House Democrats Target Ivanka Trump (but Through a Side Door)

A spokesman for the House Judiciary Committee declined to comment on the committee’s interest in Ms. Trump. But Mr. Nadler has said that the 81 requests were only the first tranche and that requests to others, including Ms. Trump, could “quite conceivably” follow.

The characters working behind the scenes on the document requests also provide a hint of what the Judiciary Committee is looking for. In February, House Democrats retained Norman L. Eisen, a litigator and prominent Trump critic, to begin its inquiries into the president. Mr. Eisen, who played a large role in overseeing the document requests, has also been vocal about potential emoluments clause violations from the president and his family.

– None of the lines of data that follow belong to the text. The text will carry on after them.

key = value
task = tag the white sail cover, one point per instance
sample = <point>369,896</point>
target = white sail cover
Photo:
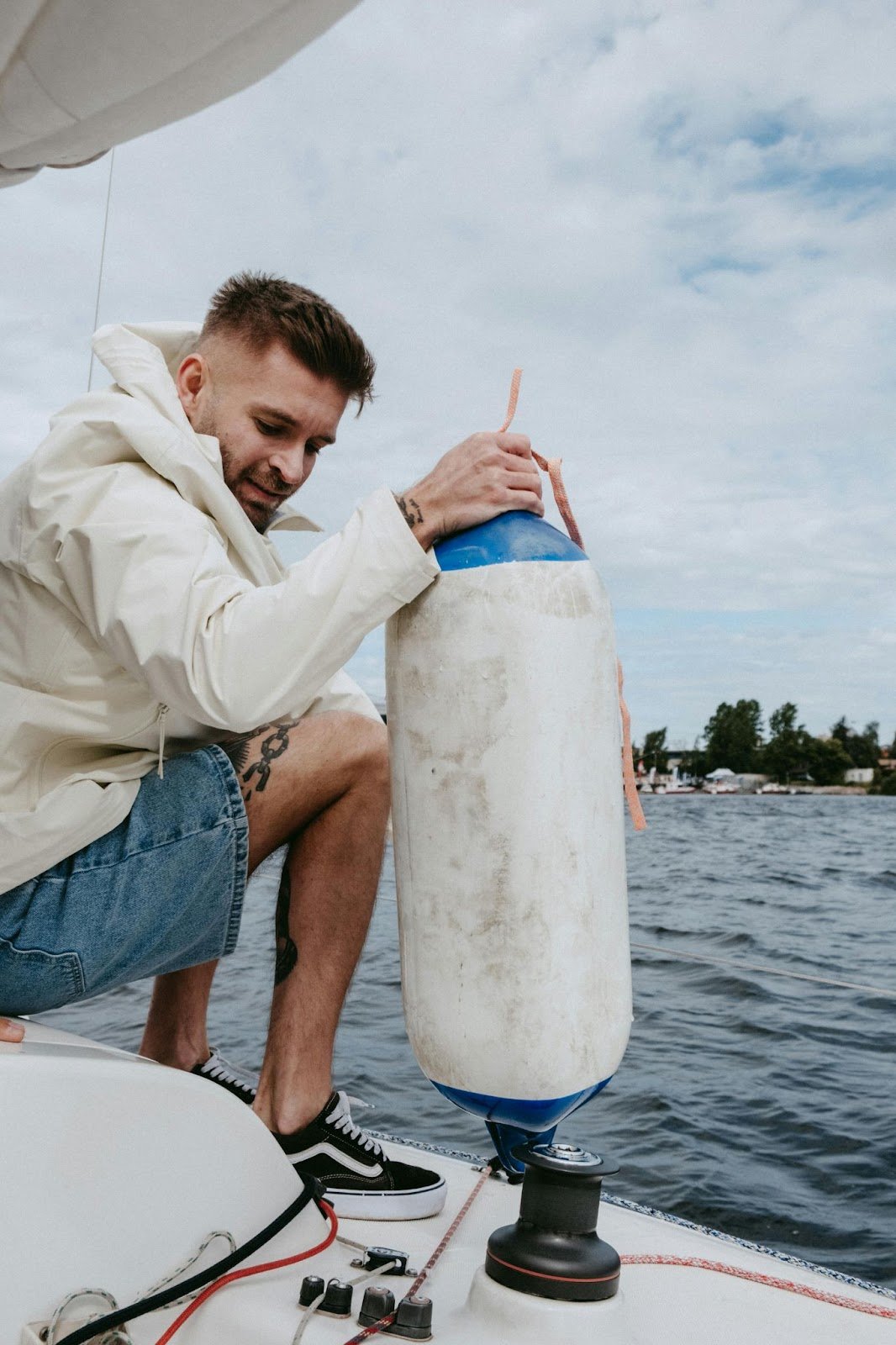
<point>81,76</point>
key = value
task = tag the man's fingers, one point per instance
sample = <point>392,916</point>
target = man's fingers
<point>528,501</point>
<point>519,444</point>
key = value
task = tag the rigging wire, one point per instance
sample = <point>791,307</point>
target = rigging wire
<point>103,257</point>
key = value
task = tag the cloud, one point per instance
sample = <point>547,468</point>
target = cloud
<point>677,217</point>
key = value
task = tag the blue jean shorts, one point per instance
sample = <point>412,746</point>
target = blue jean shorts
<point>159,894</point>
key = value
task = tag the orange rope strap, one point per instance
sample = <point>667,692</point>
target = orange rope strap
<point>552,467</point>
<point>633,798</point>
<point>548,464</point>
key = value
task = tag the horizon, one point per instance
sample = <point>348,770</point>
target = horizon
<point>678,219</point>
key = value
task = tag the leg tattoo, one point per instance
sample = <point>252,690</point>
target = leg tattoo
<point>287,952</point>
<point>271,748</point>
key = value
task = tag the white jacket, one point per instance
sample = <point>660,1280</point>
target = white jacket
<point>140,605</point>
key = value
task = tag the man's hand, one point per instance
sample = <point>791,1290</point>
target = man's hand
<point>477,481</point>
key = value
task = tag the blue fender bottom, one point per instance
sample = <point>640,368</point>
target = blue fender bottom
<point>519,1121</point>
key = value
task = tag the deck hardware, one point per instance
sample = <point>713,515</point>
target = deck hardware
<point>553,1250</point>
<point>378,1302</point>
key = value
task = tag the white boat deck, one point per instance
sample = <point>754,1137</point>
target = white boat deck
<point>118,1169</point>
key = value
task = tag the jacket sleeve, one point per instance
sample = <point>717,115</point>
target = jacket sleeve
<point>155,587</point>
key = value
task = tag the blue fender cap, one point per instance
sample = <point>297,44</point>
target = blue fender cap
<point>510,537</point>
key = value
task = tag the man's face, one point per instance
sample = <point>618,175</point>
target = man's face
<point>269,414</point>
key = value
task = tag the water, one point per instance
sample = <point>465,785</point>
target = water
<point>751,1103</point>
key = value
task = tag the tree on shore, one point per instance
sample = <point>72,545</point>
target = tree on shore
<point>734,736</point>
<point>654,752</point>
<point>784,753</point>
<point>862,748</point>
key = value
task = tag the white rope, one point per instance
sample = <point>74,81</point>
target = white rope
<point>120,1335</point>
<point>313,1308</point>
<point>185,1266</point>
<point>771,972</point>
<point>116,1337</point>
<point>103,257</point>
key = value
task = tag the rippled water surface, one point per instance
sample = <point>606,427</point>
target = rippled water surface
<point>756,1105</point>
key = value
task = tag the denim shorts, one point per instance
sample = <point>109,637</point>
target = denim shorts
<point>159,894</point>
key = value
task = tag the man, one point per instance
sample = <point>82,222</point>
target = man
<point>174,705</point>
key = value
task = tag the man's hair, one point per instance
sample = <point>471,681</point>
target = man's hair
<point>266,309</point>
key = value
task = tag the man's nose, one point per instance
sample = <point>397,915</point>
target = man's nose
<point>289,464</point>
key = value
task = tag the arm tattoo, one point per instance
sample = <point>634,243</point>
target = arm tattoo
<point>287,952</point>
<point>410,510</point>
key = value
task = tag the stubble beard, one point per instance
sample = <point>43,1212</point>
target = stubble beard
<point>259,514</point>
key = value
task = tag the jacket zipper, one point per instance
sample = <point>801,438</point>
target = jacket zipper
<point>163,712</point>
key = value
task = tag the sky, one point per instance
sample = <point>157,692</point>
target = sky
<point>678,219</point>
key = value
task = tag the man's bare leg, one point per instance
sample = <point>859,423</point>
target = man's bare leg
<point>322,786</point>
<point>175,1033</point>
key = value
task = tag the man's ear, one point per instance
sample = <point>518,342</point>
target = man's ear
<point>190,381</point>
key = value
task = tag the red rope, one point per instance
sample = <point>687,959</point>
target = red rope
<point>252,1270</point>
<point>770,1281</point>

In December 2016, for instance, he was an author of a report for the Brookings Institution, “The Emoluments Clause: Its text, meaning, and application to Donald J. Trump.”

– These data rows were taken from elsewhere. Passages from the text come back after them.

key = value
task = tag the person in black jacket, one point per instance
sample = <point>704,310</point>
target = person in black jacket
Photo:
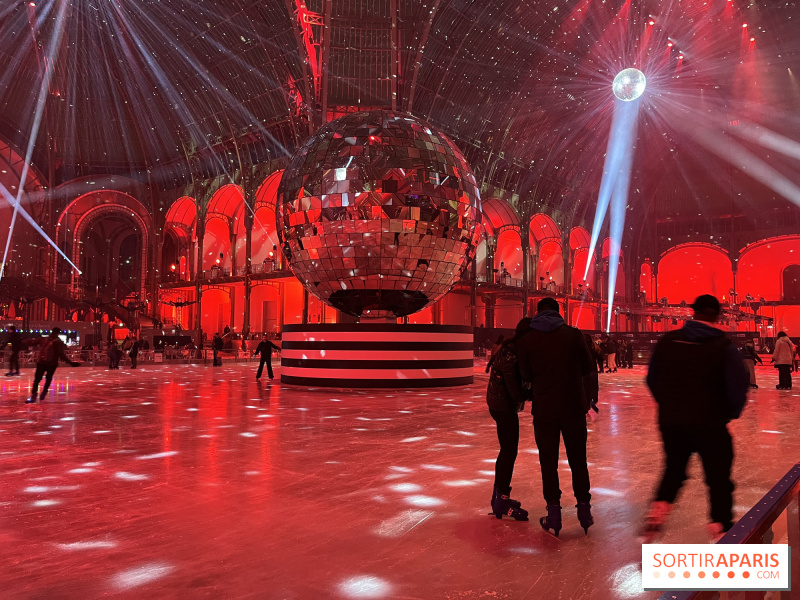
<point>505,397</point>
<point>264,349</point>
<point>51,351</point>
<point>554,358</point>
<point>699,382</point>
<point>15,341</point>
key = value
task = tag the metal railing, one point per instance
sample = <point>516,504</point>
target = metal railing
<point>756,528</point>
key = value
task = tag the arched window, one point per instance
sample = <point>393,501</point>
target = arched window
<point>791,283</point>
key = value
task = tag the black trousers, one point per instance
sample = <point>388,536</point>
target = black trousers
<point>13,362</point>
<point>785,376</point>
<point>508,436</point>
<point>714,445</point>
<point>265,360</point>
<point>548,435</point>
<point>43,369</point>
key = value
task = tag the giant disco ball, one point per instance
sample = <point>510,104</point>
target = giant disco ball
<point>378,214</point>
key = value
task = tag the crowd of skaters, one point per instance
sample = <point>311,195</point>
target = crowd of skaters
<point>554,367</point>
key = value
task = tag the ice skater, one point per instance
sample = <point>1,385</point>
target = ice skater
<point>506,397</point>
<point>554,358</point>
<point>264,349</point>
<point>50,352</point>
<point>750,358</point>
<point>700,384</point>
<point>782,356</point>
<point>15,341</point>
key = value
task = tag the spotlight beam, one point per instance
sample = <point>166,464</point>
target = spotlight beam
<point>52,53</point>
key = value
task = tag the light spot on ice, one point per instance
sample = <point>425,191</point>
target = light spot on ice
<point>364,586</point>
<point>140,575</point>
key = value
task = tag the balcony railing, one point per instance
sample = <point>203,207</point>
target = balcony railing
<point>756,527</point>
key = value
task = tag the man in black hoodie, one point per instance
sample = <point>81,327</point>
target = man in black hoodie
<point>700,383</point>
<point>554,358</point>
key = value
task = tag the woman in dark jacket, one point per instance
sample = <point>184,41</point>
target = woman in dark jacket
<point>505,397</point>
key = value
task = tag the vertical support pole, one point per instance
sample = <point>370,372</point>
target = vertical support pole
<point>473,298</point>
<point>198,315</point>
<point>525,274</point>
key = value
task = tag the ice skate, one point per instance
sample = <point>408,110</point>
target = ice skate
<point>552,520</point>
<point>654,521</point>
<point>585,516</point>
<point>503,505</point>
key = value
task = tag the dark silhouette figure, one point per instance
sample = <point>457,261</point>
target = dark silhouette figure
<point>699,382</point>
<point>216,346</point>
<point>51,351</point>
<point>554,358</point>
<point>15,341</point>
<point>264,349</point>
<point>133,353</point>
<point>506,397</point>
<point>783,357</point>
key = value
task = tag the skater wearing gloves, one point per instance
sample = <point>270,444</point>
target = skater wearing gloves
<point>50,352</point>
<point>554,359</point>
<point>506,398</point>
<point>782,357</point>
<point>699,381</point>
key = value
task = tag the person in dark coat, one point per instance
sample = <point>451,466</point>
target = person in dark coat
<point>264,349</point>
<point>554,359</point>
<point>15,341</point>
<point>699,381</point>
<point>133,353</point>
<point>216,347</point>
<point>506,398</point>
<point>51,351</point>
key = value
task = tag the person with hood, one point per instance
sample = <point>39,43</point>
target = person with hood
<point>750,358</point>
<point>51,351</point>
<point>699,381</point>
<point>782,356</point>
<point>15,341</point>
<point>506,398</point>
<point>554,359</point>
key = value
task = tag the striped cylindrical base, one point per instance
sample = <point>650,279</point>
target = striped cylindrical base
<point>376,355</point>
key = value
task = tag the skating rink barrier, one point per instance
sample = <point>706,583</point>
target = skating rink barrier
<point>377,355</point>
<point>756,527</point>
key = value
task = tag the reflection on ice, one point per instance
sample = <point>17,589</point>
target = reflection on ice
<point>140,575</point>
<point>364,586</point>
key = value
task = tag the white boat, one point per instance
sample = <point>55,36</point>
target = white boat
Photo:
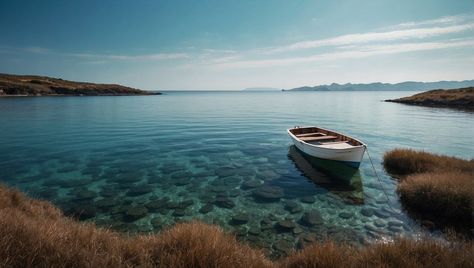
<point>327,144</point>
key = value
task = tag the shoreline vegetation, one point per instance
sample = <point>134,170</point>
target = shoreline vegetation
<point>36,234</point>
<point>378,86</point>
<point>461,99</point>
<point>437,189</point>
<point>30,85</point>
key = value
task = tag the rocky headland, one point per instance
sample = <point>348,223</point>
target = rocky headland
<point>461,98</point>
<point>30,85</point>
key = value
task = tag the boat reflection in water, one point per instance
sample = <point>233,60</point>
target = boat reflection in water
<point>334,176</point>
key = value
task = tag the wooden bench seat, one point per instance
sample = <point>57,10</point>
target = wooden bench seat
<point>334,142</point>
<point>310,134</point>
<point>321,138</point>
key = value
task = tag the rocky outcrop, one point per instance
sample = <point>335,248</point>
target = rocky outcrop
<point>28,85</point>
<point>462,98</point>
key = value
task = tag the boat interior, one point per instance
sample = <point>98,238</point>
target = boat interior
<point>321,136</point>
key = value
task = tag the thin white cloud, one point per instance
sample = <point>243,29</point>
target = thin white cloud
<point>447,20</point>
<point>145,57</point>
<point>416,33</point>
<point>361,52</point>
<point>108,57</point>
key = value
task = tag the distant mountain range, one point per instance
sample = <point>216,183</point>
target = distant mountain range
<point>404,86</point>
<point>261,89</point>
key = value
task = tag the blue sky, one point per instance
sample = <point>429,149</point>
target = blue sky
<point>238,44</point>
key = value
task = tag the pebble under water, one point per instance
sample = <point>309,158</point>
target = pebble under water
<point>142,164</point>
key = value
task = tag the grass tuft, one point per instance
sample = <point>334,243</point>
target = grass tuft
<point>36,234</point>
<point>402,162</point>
<point>434,187</point>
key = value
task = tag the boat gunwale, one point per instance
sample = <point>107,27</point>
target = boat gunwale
<point>319,147</point>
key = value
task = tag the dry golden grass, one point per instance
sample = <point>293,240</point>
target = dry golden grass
<point>435,187</point>
<point>401,253</point>
<point>450,194</point>
<point>461,98</point>
<point>35,234</point>
<point>400,162</point>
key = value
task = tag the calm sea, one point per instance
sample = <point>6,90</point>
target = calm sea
<point>142,163</point>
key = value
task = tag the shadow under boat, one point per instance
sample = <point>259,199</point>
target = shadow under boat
<point>340,179</point>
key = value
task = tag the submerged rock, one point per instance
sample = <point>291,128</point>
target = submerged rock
<point>269,193</point>
<point>240,218</point>
<point>83,212</point>
<point>155,205</point>
<point>285,225</point>
<point>345,215</point>
<point>179,212</point>
<point>206,208</point>
<point>308,199</point>
<point>283,246</point>
<point>86,194</point>
<point>381,213</point>
<point>312,218</point>
<point>368,212</point>
<point>251,184</point>
<point>134,213</point>
<point>293,207</point>
<point>224,202</point>
<point>140,190</point>
<point>379,223</point>
<point>107,203</point>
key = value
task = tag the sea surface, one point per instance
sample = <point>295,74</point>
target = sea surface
<point>139,164</point>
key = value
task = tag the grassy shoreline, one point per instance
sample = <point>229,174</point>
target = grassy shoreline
<point>31,85</point>
<point>435,188</point>
<point>35,234</point>
<point>461,99</point>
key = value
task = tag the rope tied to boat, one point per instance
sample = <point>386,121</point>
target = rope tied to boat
<point>378,178</point>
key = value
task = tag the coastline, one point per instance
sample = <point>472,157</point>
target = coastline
<point>35,233</point>
<point>460,99</point>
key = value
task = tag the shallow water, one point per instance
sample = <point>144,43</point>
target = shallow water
<point>139,164</point>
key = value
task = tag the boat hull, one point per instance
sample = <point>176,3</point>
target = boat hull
<point>350,156</point>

Ms. Trump and her husband, Jared Kushner, never completely divested from their companies even after taking top White House positions. Their income in 2017, from various investments they remained involved in through vehicles and trusts, was $82 million to $222 million, according to their ethics disclosures. In 2017, Ms. Trump earned more than $5 million from her namesake fashion brand, according to financial disclosures.

In July 2018, Ms. Trump shut down her fashion brand, amid concerns that the family was profiting from the presidency. But she has continued to seek trademarks in China to avoid competitors from profiting off her name, according to a spokeswoman.

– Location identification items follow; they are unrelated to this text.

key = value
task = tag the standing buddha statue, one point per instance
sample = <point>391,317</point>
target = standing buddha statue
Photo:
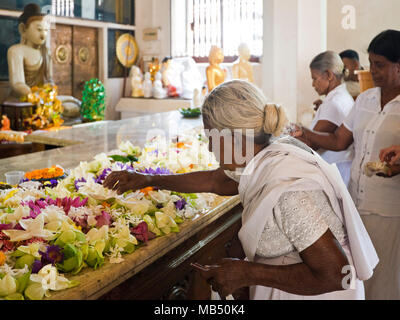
<point>242,68</point>
<point>29,61</point>
<point>215,74</point>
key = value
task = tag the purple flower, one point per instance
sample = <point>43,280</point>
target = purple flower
<point>158,170</point>
<point>67,203</point>
<point>180,204</point>
<point>125,166</point>
<point>52,255</point>
<point>154,152</point>
<point>36,266</point>
<point>100,179</point>
<point>4,226</point>
<point>50,184</point>
<point>142,233</point>
<point>78,181</point>
<point>35,206</point>
<point>103,220</point>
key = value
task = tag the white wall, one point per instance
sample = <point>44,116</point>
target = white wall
<point>371,17</point>
<point>294,32</point>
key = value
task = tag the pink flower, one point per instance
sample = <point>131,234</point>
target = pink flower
<point>142,233</point>
<point>103,220</point>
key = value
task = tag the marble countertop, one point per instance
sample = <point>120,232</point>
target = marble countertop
<point>82,143</point>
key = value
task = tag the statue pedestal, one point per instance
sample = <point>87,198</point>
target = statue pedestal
<point>16,112</point>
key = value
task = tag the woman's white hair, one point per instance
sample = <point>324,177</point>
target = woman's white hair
<point>329,60</point>
<point>239,105</point>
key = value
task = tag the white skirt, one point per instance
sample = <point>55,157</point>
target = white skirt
<point>385,235</point>
<point>356,292</point>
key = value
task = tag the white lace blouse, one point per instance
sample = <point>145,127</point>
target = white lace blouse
<point>300,219</point>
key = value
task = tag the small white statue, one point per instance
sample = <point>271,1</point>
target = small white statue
<point>191,79</point>
<point>136,82</point>
<point>199,96</point>
<point>147,86</point>
<point>158,91</point>
<point>242,68</point>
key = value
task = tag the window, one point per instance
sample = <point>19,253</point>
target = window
<point>196,25</point>
<point>118,11</point>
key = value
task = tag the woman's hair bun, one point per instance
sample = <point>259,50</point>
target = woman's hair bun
<point>274,119</point>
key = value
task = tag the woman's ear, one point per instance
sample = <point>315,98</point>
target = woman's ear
<point>21,28</point>
<point>330,75</point>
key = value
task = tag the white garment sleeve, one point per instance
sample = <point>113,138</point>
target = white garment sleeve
<point>330,111</point>
<point>349,121</point>
<point>302,221</point>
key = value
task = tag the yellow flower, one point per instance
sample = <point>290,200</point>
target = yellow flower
<point>10,195</point>
<point>2,258</point>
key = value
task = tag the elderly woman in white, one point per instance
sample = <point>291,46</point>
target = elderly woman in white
<point>327,73</point>
<point>374,124</point>
<point>301,232</point>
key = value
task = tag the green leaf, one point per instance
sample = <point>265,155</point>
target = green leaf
<point>129,248</point>
<point>68,265</point>
<point>69,251</point>
<point>120,158</point>
<point>80,236</point>
<point>22,282</point>
<point>67,236</point>
<point>34,291</point>
<point>25,260</point>
<point>15,296</point>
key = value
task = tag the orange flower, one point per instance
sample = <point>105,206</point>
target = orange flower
<point>2,258</point>
<point>46,173</point>
<point>146,190</point>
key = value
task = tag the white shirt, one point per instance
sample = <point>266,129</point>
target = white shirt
<point>353,87</point>
<point>373,130</point>
<point>335,108</point>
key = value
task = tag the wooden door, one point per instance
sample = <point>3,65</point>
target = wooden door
<point>85,65</point>
<point>61,53</point>
<point>75,58</point>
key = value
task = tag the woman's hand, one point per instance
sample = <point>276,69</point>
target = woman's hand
<point>122,181</point>
<point>226,276</point>
<point>317,103</point>
<point>296,131</point>
<point>390,155</point>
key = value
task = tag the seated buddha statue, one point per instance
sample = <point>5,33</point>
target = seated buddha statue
<point>29,61</point>
<point>242,68</point>
<point>215,74</point>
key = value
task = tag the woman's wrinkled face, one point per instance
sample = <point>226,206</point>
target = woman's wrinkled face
<point>320,81</point>
<point>36,32</point>
<point>386,74</point>
<point>220,147</point>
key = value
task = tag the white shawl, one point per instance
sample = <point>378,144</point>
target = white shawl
<point>282,167</point>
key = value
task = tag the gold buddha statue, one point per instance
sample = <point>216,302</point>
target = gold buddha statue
<point>215,74</point>
<point>29,61</point>
<point>242,68</point>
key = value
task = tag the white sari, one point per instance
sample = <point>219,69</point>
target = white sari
<point>283,167</point>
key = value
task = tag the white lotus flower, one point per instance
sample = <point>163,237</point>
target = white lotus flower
<point>33,249</point>
<point>97,191</point>
<point>95,234</point>
<point>128,148</point>
<point>18,214</point>
<point>50,279</point>
<point>32,228</point>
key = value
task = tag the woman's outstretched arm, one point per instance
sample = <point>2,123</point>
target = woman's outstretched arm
<point>213,181</point>
<point>340,140</point>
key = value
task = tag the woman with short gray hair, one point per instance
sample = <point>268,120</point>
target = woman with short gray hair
<point>327,73</point>
<point>302,236</point>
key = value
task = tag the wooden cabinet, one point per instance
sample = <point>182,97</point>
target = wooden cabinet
<point>74,51</point>
<point>172,278</point>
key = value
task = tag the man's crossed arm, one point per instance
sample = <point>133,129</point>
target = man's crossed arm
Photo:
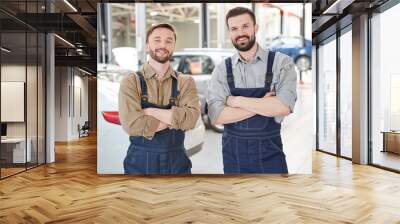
<point>239,108</point>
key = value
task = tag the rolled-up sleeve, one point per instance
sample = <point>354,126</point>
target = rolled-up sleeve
<point>131,115</point>
<point>187,112</point>
<point>286,88</point>
<point>217,92</point>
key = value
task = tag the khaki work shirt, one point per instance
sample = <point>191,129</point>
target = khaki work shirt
<point>184,114</point>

House Democrats appear to be looking to see if she leveraged her role in government to profit for herself.

Among those asked to produce documents that could show foreign-government involvement with Ms. Trump are George Nader, the Lebanese-American businessman who is cooperating with the special counsel’s inquiry; Erik Prince, the founder of the security contractor formerly known as Blackwater; Matthew Calamari, the former Trump bodyguard turned businessman; and Hope Hicks, a former White House communications director.

Others were Corey Lewandowski, the former Trump campaign manager; Michael T. Flynn, the former national security adviser, and Allen Weisselberg, the chief financial officer of the Trump Organization.

Sarah Huckabee Sanders, the White House press secretary, did not respond to a request for comment.

Abbe Lowell, a lawyer for Mr. Kushner, declined to comment.